Karnataka is dotted with mutts of all religions, but those headed by the Lingayats and Vokkaligas have played a far more active role in politics. The influence of mutts on Karnataka politics dates back to the 1960s, when the then sitting chief minister S. Nijalingappa, representing the Banajiga sub-sect of the Lingayat community, was defeated from Hosadurga constituency in Chitradurga.

The reason was rivalry with the local, influential Sirigere mutt seer representing Sadar, another Lingayat sub-sect, which ensured that a Kuruba got elected. Nijalingappa had to look for a constituency outside his Chitradurga district and was elected unopposed from Bagalkot two months later.

In the 1980s it was former chief minister Ramakrishna Hegde who started the trend of politicians and pontiffs sharing the dais. He also sanctioned land to mutts for starting professional colleges.

Some mutts have tried to arm-twist the government. The most embarrassing public spat was between Yediyurappa and the Panchamasali (a sub-sect of the Lingayats) Gurupeetha seer Vachanananda Swami over giving cabinet berths to the sub-sect in January 2020. The seer threatened that the Panchamasalis would not support Yediyurappa if he failed to accommodate three ministers from the sub-sect into the cabinet.

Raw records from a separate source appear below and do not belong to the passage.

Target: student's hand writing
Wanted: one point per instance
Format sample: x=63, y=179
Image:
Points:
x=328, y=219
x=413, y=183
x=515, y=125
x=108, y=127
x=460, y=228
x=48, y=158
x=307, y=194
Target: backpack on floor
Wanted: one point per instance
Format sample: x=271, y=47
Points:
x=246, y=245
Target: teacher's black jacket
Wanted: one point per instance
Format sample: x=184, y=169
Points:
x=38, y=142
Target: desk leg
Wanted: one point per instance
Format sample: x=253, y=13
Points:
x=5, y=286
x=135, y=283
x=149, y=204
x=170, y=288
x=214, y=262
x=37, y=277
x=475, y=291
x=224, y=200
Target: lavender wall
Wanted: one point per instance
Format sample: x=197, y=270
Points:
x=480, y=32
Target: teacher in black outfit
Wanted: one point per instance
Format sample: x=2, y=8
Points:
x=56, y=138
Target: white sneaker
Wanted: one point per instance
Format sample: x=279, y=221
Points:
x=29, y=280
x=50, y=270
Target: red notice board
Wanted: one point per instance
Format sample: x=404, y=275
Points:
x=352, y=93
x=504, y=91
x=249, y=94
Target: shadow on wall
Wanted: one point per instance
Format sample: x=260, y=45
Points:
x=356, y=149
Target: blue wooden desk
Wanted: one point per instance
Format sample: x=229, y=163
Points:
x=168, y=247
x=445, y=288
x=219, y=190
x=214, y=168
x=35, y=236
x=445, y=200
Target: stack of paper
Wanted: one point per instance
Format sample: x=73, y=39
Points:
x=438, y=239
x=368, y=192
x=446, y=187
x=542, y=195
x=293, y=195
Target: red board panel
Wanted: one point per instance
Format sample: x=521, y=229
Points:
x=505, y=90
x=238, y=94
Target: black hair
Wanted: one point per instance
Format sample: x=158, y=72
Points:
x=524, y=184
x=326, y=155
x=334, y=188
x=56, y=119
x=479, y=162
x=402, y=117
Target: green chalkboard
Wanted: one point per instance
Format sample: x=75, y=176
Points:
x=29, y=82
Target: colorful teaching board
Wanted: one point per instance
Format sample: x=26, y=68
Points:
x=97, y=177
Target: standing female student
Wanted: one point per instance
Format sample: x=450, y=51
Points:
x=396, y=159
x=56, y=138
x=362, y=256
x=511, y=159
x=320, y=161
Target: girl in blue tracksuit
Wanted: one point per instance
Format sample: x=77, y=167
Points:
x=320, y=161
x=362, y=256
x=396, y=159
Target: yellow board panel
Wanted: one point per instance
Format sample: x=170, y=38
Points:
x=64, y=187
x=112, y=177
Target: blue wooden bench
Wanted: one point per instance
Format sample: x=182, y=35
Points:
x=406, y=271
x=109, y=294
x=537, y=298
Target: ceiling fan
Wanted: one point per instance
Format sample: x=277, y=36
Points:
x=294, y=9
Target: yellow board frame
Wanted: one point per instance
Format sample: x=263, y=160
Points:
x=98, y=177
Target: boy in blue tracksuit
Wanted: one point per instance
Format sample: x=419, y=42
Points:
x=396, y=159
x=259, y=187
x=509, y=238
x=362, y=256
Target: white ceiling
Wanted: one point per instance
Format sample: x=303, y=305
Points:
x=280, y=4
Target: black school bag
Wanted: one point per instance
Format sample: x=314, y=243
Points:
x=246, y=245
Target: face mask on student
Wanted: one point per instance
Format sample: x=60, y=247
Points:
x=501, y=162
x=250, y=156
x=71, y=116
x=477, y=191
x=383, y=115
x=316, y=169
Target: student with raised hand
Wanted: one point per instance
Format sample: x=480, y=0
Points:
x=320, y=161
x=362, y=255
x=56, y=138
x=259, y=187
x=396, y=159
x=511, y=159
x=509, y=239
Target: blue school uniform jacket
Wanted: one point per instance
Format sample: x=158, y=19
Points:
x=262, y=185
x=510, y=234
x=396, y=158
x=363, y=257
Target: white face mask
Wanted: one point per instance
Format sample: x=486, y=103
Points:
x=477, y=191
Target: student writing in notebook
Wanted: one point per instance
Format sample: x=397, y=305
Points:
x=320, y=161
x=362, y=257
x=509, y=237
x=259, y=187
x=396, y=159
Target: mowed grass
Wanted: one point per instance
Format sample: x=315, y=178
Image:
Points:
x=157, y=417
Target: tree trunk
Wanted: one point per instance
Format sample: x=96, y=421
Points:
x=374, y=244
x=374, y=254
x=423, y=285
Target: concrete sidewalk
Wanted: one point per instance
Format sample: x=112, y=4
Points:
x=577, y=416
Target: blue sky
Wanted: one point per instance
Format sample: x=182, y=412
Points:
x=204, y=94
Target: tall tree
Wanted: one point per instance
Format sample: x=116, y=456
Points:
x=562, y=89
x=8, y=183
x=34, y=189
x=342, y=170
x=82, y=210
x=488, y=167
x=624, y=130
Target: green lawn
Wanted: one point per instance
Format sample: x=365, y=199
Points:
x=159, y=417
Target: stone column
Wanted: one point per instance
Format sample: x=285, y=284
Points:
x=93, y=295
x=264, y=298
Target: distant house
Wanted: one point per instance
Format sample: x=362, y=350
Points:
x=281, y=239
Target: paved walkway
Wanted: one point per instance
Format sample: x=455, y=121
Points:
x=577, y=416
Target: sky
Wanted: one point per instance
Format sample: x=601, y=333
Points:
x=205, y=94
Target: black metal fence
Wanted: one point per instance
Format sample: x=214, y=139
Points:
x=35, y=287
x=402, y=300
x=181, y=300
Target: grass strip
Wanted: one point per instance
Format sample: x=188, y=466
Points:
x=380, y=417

The present Chief Minister Basavaraj Bommai is also under pressure with the Panchamsalis demanding higher reservation in employment and education. Pontiff Basava Jaya Mruthyunjaya, who is spearheading the campaign for higher reservation, told National Herald that they want reservation under 2(A) category of Karnataka's reservation policy in education and employment from 3(B), raising the quotas for the sub-sect from the present five per cent to 15 per cent. “The community stood by Yediyurappa and made him CM; we opposed him when he failed to get us the quota and we will continue our agitation with Bommai," he added.

Basavaraj Bommai represents the Sadar sub-sect which numerically is not very significant. Yediyurappa, who originally hails from Mandya district, represents Banajuga (Baniya), the most influential subsect among the Lingayats. But the Panchamasalis are numerically more accounting for 80 per cent of the total Lingayat population.